Key partners that have been helpful to office practices and clinics in spreading changes to improve access as well as care for people with chronic conditions include government agencies, foundations funding projects, professional societies, national and state accrediting and quality review organizations, national trade organizations, public and private payer groups, community-based resource and support organizations, and others.
  • Keep in mind that external partners are especially helpful in situations where the target population for spread cuts across organizations (e.g., hospitals or physician offices in a state that are not part of the same health system or organization). In these situations, the external partners may provide an organizing framework to bring providers together, and may serve as a catalyst for change by providing visibility and legitimization for the improvements.
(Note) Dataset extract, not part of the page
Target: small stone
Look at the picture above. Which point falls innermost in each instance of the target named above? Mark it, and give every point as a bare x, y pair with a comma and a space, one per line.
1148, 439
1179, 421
Identify Successful Internal and External Sites

Successful sites (e.g., hospital patient care delivery units, departments, or services; physician offices or clinics) are those where the improvements to be spread have been tested and shown to be effective in achieving the desired outcomes. These sites often help to:

  • Explain the benefits of the changes to those in the target population
  • Identify systems issues that, once addressed, can speed the spread of the new ideas to new sites
  • Generate tools and resources to help make the changes easier for new sites to adopt
  • Provide mentors and teachers as a resource for others in the target population who want to learn more about the changes


  • In some cases, one site may have successfully implemented only some of the changes. If this happens, identify different sites that have implemented other changes, then construct a composite picture of the entire set of improvements to be spread.
  • Successful sites within the organization help to demonstrate that improvements can be made in "an organization like ours."
  • When external examples are used, acknowledge organizational characteristics or cultural differences that may exist. Explain why the external site is a positive example from which to learn, and that changes may need to be adapted to fit the target population's specific characteristics and culture.
  • Develop plans to create high-performing sites as part of the spread strategy if such sites do not exist either internally or externally. These "pilot sites" can be used to introduce and test new improvements as part of the spread strategy.



Develop a Plan to Attract Adopters

Since individuals in a social system do not adopt changes at the same time or at the same rate, moving new ideas from the site where the initial changes were made to the target population is not always a simple process. In his book, Diffusion of Innovations, Everett Rogers places adopters into categories classified from "innovators" to "laggards" based on their willingness to adopt changes over time and notes that the category may vary based on the change being adopted.


The initial spread strategy relies on broad-based communication about the improvements to identify those individuals who are most interested in learning about and implementing them. Knowing where these "early adopters" are located within the target population can inform and shape the initial spread strategy by identifying where to begin the spread effort.
  • Develop an initial plan to attract potential adopters since the adoption of new ideas cannot be dictated in most cases. Elements of the plan might include broad-based communication about the advantages of the new system, developing a process to identify people in the target population who are influential with their peers, or sharing comparative data with adopters.